Dr. Brewer and Dr. Hooper published a very important paper in April, 2013 on “Mycotoxins and ME/CFS”. Amazingly, they found 93% of 104 patients tested positive for one or more mycotoxins, compared to 0% in 52 controls. Some have all three - the mycotoxins trifecta.
The clinical associations with mycotoxins poisoning are dysregulation of the immune system and especially dysregulation of mitochondria. Mycotoxins are potent mitochondrial poisons. Mycotoxins produced the same symptoms as ME/CFS - and also as Lyme.
It is Dr. Brewer’s supposition that mold takes up residence in the body, particularly in the sinuses. He cited scientific studies that led him to this conclusion. This exposure can be current - or it can be longstanding from living or working in a moldy environment, ten, twenty or twenty-five years ago.
Dr. Brewer presented his treatment strategy for getting at the mold and getting rid of it. The first step is to reduce input. The second step is to enhance output. This can be through improving glutathione, increasing sweating, using binders like Cholestyramine or activated charcoal (his particular favorite) - and developing an antifungal strategy.

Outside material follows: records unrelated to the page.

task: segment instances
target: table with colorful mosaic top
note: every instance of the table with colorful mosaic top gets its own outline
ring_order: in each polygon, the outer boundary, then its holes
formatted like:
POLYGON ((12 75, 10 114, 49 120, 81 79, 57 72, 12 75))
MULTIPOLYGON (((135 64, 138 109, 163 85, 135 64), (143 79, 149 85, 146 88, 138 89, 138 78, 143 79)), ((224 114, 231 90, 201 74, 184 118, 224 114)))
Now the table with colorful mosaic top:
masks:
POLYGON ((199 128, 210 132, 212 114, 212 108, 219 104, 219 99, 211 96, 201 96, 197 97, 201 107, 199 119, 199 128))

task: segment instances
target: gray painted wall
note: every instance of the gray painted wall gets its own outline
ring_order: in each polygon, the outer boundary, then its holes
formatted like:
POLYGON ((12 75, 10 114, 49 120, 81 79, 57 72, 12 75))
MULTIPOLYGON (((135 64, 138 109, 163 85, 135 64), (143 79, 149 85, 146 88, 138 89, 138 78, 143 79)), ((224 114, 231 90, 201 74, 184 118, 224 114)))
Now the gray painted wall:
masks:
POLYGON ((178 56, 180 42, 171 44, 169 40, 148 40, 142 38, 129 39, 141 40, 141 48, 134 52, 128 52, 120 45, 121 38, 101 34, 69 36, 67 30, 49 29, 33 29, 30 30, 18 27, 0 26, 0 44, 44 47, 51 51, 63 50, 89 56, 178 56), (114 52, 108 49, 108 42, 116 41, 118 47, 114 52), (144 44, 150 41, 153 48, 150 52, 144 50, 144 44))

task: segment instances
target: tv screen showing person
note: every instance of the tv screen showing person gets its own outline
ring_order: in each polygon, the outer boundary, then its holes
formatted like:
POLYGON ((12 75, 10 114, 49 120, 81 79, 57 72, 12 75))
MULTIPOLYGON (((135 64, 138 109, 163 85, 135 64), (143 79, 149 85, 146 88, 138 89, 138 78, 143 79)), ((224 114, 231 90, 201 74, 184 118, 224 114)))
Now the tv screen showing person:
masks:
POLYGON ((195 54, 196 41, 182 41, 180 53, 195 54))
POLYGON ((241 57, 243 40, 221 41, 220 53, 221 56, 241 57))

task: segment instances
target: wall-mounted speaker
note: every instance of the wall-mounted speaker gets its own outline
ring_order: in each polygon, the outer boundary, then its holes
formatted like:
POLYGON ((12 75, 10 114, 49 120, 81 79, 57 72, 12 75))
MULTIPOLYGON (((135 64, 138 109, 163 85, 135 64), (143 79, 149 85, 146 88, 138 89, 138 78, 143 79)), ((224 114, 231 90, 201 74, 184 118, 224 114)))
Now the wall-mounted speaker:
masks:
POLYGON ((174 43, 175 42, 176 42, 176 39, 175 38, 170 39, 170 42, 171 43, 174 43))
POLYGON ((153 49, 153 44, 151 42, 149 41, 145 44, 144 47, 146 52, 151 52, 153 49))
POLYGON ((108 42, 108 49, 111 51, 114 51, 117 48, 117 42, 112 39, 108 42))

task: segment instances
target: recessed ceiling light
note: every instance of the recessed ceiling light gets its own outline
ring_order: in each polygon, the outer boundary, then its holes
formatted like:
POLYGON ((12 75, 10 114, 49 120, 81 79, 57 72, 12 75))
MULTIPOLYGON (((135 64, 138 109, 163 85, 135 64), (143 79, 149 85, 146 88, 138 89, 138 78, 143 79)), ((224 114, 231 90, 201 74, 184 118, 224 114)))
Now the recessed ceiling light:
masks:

The main approach that he uses is a mist delivery of Ampho B. The instrument of delivery is a Nasa Touch .
I asked Dr. Brewer about nasal colloidal silver. He said that he thought that colloidal silver was a promising treatment.
It was wonderful to see Dr. Brewer drop the mold bomb on this Lyme conference. He walks into a room and, when he is finished his delivery, things have changed. Dr. Brewer needs to be heard in more places. Meanwhile he goes about his work of helping patients. This clinician/researcher is among the very best.